The evidence does not warrant this conclusion. It is understandable that after such an assault the perpetrators would be under mental compulsion not to tarry unduly at the scene, particularly when the possibility was ever present that the stunned victims might recover consciousness and give the alarm. Under such circumstances it is entirely conceivable that a search for money or other valuables might be confined to the one pocket where the assailants thought them most likely to be when no further time existed for both detailed exploration and safety by way of escape.

The defense asserts there is no evidence to connect Cooper with the crime. They point out Mrs. Horner's testimony that she knew Cooper from a previous visit and he was not present in the store when the assault was committed. As has already been described, Mrs.

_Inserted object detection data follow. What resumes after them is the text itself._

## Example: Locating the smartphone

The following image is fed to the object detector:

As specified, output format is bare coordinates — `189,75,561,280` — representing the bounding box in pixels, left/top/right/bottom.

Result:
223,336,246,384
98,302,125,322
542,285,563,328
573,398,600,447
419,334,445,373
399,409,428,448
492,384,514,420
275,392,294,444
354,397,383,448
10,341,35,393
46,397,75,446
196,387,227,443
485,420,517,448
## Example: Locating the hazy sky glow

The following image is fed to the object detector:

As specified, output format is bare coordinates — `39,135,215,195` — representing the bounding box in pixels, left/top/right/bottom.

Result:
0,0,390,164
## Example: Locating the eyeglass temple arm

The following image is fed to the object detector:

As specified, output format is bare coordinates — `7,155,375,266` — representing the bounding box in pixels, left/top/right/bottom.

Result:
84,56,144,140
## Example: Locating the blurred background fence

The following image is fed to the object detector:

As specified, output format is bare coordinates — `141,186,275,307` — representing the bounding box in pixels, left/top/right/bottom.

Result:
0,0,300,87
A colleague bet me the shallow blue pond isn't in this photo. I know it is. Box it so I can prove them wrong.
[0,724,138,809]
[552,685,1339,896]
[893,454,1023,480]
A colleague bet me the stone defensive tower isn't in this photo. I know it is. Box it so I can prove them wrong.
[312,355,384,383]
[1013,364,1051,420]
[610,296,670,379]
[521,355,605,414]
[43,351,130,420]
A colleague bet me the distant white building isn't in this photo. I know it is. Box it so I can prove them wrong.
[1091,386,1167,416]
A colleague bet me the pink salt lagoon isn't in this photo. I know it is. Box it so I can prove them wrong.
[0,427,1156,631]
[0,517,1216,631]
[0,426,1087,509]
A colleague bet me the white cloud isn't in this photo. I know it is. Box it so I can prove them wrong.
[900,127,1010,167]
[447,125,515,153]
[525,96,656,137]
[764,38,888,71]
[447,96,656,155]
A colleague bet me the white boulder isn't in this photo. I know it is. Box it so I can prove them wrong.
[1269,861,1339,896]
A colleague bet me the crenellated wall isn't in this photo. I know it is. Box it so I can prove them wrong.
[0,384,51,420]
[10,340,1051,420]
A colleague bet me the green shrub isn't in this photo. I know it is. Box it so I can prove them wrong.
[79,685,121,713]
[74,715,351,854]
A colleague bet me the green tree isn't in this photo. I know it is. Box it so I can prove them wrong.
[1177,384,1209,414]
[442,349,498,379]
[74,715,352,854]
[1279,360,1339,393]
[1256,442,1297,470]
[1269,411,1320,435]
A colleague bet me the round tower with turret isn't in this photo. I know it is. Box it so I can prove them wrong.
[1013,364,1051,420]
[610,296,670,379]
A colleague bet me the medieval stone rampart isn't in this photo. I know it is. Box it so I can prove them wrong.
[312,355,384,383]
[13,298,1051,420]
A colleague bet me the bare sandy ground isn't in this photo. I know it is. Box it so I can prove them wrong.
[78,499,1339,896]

Horner was bending over a stove in the rear of the front room when the attack upon her was made and in that position she did not command a full view of the store. Cooper's holographic statement admits his presence at the time and place of the crime and he describes in detail the attack upon the proprietors, the method of its execution and the weapons used.

There is further corroboration of Cooper's statement in the testimony of George English, father of the co-appellant, that on January 9th, while he was engaged in cleaning the furnace in the basement of his house, he overheard a conversation between Cooper and the witness' stepdaughter in which the defendant sought the help of his companion in borrowing the witness' car because "he had some robbing to do up on Broad Street * * * at a second-hand furniture store."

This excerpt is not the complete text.